The second reason is that we eat with our eyes first.

Tinfoil = leftovers.

If leftovers are your thing, okay fine, move on to the next paragraph. In my experience, though, leftovers are an acquired taste only appreciated with maturity. They’re for the person who paid for the food and understands its value, or for the person who cooked the food who also understands its value. And of course, it’s possible those people are the same person.

However, the people who use the fridge don’t always belong to either category and the idea of leftovers will induce a visceral reaction similar to hearing “I made dog food for dinner.”

Do not fret, though. For us fridge Olympians, hope is not lost. We are older, smarter, more mature, and have many tricks up our sleeves.

In order to maintain our gold-medal status, we must store leftovers in a way that do not make them look like they are “leftover.” This means all leftovers must be transferred to a dish that has optimal visibility and looks nice at the same time.

That means clear Tupperwares or Pyrexes with lids for the win. Bonus points for Pyrex because they can go from the fridge directly into the oven or microwave.

I personally prefer the Pyrex option because of its adaptability to provide storage and a cooking vessel, but this is a personal choice. The only absolute must here is that you purchase items that come with lids! Not only will this help your fridge look cleaner, but the stacking ability provided by the lid is a huge asset in the sport of refrigerator storage.

In order to differentiate between meat, dairy, and pareve, I simply purchase sets with different color lids. It does require an initial small financial investment, but whatever you spend will be repaid in unwasted food and a cheaper tin pan/foil bill!

Rule Number 2: FIFO

This is obvious but often overlooked. First In, First Out.

This means that when you put your groceries away, the new milk cartons go behind the older ones. The new bag of carrots goes beneath the opened bag. The older eggs go on top of the newer eggs. Same goes for the yogurts, bread, and drinks. Whether it has an expiration date or not, everything follows the FIFO rule.

This ensures that all the people who innocently come into your “home office” and start taking things will grab the items that need to be used before reaching for the new stuff. Because, as we all know, reaching is an extra step that, just like with looking beneath the foil, will not happen.

Keep It Clean

Now, once your fridge is set up in the most functional way, it would seem that it’s smooth sailing from here.

Sorry, Charlie.

Nothing will stop a person who took a bottle of ketchup from the fridge door from putting it back anywhere in the fridge that is not the door. This is simply inevitable, and that means there is one final exercise that must be done routinely in order to maintain your gold-medal status.

That is the fridge clean.

Once a week, pick a day, any day (for me it’s Wednesday) that most things come out of the fridge, are taken stock of, and then returned to the fridge in their proper location.

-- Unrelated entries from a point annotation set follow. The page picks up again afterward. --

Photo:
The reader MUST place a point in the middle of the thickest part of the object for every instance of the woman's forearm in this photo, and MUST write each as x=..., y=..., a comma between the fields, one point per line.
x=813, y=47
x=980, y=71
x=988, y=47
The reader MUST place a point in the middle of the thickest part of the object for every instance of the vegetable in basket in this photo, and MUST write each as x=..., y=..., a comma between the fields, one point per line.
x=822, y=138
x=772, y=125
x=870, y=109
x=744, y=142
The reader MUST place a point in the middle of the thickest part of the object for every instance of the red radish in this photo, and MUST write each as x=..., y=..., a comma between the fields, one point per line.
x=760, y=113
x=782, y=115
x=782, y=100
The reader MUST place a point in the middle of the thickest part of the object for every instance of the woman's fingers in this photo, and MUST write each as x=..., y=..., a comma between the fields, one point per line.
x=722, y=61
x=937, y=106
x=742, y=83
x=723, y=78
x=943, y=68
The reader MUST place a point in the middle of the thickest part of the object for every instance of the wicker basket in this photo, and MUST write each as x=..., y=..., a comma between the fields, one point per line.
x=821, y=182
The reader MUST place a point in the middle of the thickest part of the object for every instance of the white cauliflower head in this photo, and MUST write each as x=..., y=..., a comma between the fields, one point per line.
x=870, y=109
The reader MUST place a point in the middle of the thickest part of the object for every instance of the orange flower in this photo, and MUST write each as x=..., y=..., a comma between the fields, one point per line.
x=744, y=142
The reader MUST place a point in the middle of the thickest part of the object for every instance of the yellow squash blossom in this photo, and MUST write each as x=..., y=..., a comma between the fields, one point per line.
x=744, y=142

On the weekly fridge clean, you don’t have to remove every single condiment from the doors or reorganize all the shelves. This cleanup is for all the Tupperware, Pyrexes, produce, and dairy items. Remove them, assess what can go back in, along the way return the odd condiment to its proper location, and then restock.

It sounds like a lot of work, but like everything else, once you get into a rhythm and routinely tend to your fridge, this process will take no more than 15 minutes.

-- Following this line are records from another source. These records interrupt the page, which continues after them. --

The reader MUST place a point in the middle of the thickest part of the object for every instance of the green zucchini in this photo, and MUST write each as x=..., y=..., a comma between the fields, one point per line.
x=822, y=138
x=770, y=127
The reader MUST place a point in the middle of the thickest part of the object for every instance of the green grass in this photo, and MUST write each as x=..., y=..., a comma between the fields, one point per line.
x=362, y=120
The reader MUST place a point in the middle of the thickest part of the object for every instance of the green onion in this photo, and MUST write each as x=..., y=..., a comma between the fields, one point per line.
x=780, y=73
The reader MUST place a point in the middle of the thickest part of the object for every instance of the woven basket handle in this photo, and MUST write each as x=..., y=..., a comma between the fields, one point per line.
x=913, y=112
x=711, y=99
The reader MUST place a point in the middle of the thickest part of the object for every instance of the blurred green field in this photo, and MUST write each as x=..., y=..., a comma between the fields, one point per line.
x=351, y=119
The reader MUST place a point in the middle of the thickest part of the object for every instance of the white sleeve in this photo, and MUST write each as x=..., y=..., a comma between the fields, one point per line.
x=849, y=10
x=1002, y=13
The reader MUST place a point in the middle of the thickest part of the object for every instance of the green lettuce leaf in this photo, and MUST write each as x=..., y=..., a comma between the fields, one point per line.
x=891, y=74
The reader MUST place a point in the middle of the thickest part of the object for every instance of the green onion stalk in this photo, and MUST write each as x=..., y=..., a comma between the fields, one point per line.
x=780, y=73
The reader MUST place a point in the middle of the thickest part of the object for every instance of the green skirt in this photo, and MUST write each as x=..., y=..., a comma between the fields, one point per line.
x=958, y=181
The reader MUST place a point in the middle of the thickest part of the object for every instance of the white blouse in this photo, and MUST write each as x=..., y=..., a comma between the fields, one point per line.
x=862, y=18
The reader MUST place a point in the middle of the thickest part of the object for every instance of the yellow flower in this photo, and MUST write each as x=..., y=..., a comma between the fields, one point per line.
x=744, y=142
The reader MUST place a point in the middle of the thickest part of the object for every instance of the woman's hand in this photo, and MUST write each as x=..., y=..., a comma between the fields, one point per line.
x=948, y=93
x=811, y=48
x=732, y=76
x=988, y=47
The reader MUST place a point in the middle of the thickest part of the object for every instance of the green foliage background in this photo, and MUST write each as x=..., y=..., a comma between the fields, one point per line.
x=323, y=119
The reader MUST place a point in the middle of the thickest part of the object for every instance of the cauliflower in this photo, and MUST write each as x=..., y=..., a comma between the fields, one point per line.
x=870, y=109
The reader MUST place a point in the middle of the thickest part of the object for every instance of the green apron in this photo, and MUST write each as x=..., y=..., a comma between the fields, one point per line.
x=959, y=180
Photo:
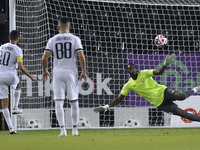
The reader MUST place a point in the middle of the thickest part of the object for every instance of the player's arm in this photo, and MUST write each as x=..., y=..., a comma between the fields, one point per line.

Once every three to four weeks the entire fridge should be emptied, shelves and drawers cleaned, and everything returned, but that is a conversation on home-cleaning maintenance and we don’t need to get into it here.

At this point your fridge should be stocked in the most optimal way to preserve the food you put in there and allow you to use it to its fullest potential.

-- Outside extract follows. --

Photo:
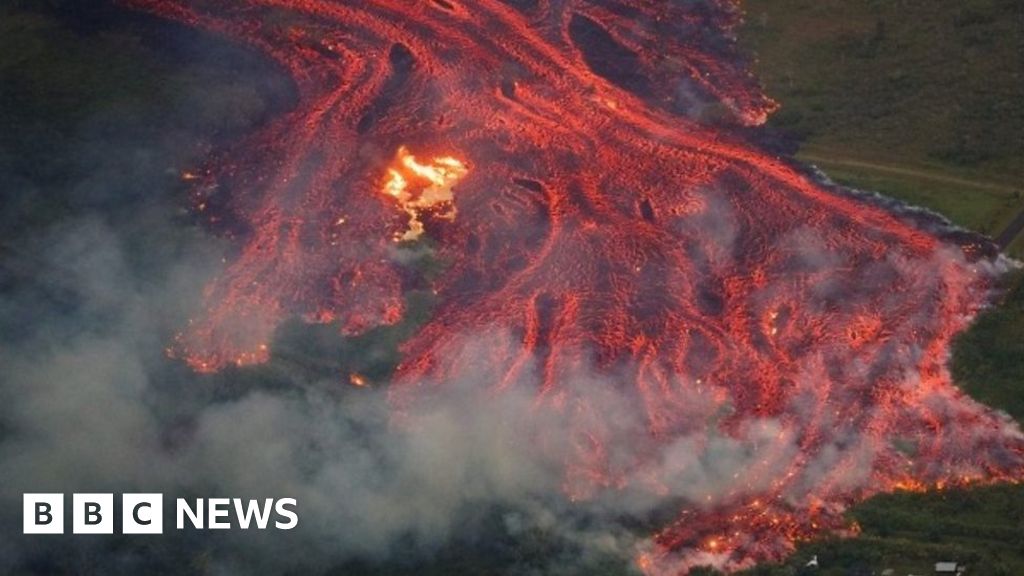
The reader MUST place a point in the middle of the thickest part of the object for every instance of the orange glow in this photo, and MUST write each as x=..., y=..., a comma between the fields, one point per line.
x=423, y=188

Knowing what you have to work with is half the battle in any cooking endeavor. An organized fridge helps prevent food waste and makes life easier when you open it up to take stock of what you have before you run to the grocery store. Long gone are the days where you open a jar of mayonnaise only to find one half opened in the fridge a day later!

For the busy mom, our refrigerator is our office. It’s where we store our “work supplies” — the food that we hope transfers the love we feel to our family who eats it.